Last night I witnessed something that I have never seen before. I found out later that "Soaking in the Spirit" is something you don't usually do till you have completed most of your DTS. I will learn about it more in Holy Spirit week in a couple of weeks but for now I got a taste and I can't wait. It's complicated to explain what happens but all I know is that I feel like a whole new person. I was broken down... sobbing over the events that haunt my heart. Dark things from my past that I had suppressed and tried to ignore. I know that feelings can just be pushed inside and locked up for no one to see. Even though most of my family would call me an "emo-memo" or just an "emotional wreck" no one has seen the darkness of it. My heart had been shattered into tiny glass pieces that I felt would never truly be molded back to the original. I had given up, lost hope, and was living with regret, fear and anger. But last night I encountered God for what he really is and my sobbing was transformed into an uncontrollable laughter that still I can't understand. I looked at Vickey laughing till my stomach ached and shouted at her "Vickey!! I think I can be happy now!!"

As I woke up today slightly confused and questioning what really went on, I felt complete again for the first time in years.
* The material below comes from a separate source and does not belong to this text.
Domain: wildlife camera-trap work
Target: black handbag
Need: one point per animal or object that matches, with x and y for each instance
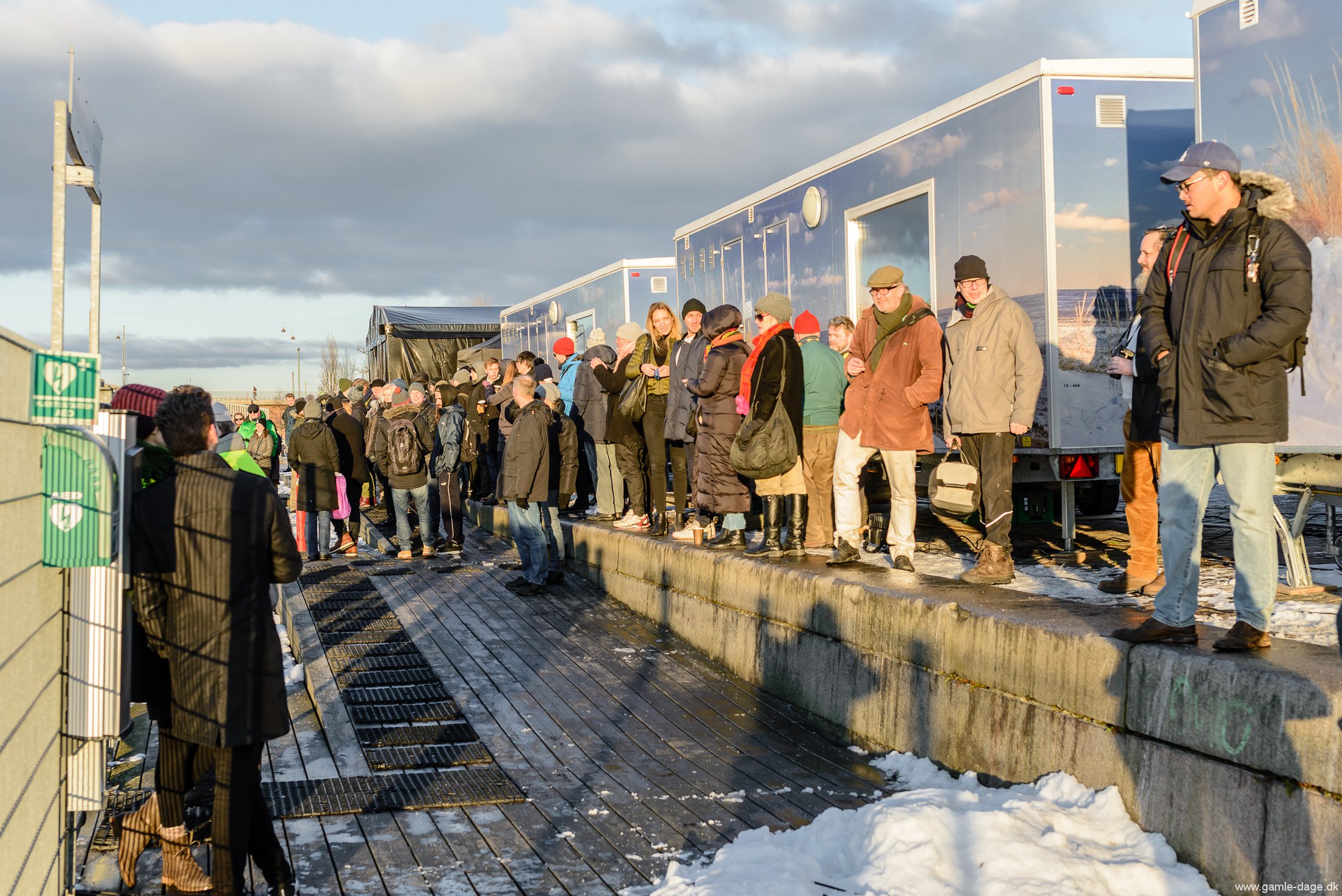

I had to talk about my past and for the first time in what seems like forever, it was actually the past.. I was no longer dwelling on it. I can think of memories and not be sickened or heartbroken. True relief.

If on my first day of DTS this can happen... Then words can not express how grateful I am for the next five months to come. God has broken walls and I am complete with a heart that is in rapid recovery and ready for what He has to share.

As I go into this week refreshed I pray that God will speak through my lectures. DTS is Discipleship Training School. I really hope and pray that God will use me as a disciple. My continued prayer is that he will use my hands and feet to touch the people of nations. Tomorrow we start the process of choosing where our outreach will be. I have been praying my heart out and requesting prayer so that God will make it perfectly clear where he needs me to be. I feel called to Africa so Mozambique feels like the right choice but since I've been here Brazil has been thrown in my face everywhere? How can this be?? Please pray for the finances and a direct confrimation from God for me.

Over all. This has been incredible. All is well :)

Blessings.

Saturday, January 8, 2011

My first week is already over!!

It is an absolutely beautiful morning. The heat isn't bad at all and there is a nice overcast, perfect time for pictures. I'm sitting in the courtyard on the YWAM base and it still hasn't set in that I'm half way around the world from where I lived. I'm not sure why I feel so comfortable already but it must be because I'm finally, for once, in the right place at the right time. I can't explain to you the peace and comfort I have found. I think that's what scares me the most.... The fact that I am already in love with this place, this culture, and being submerged in God's work.

Its extremely amazing to sit in a room and talk about what God has done for us for hours. I live in a room with 12 other girls and across the hall are 10 boys, all here for the same reason. It's so awesome to be surrounded by individuals who are on fire for God and want to grow in their relationship. It's refreshing to be able to stand perfectly comfortable and pray with my fellow sisters. We pray for unity because it's no mystery what can happen when 13 girls live so closely together.

Today will be the first church service that I will get to attend and by the sound of it I think it may be similar to my home church Green Valley. But I will be missing the fellowship that I have been so graciously shown the last eight months at GVCC. I am excited to experience a new church and a new way of life. I love that I can travel half way around the world and be able to worship God the same.

I thank God for this time and this opportunity. It has been a huge blessing and I am so excited to see what God has next.

Friday, January 7, 2011

Oh YWAM....

I have been in South Africa for a week now. I am so thrilled to be here till June. I was told I should blog so hopefully I can be a witness to others. Thank you to everyone who has supported me. This is the start of an incredible journey and I would love you all to be a part of it.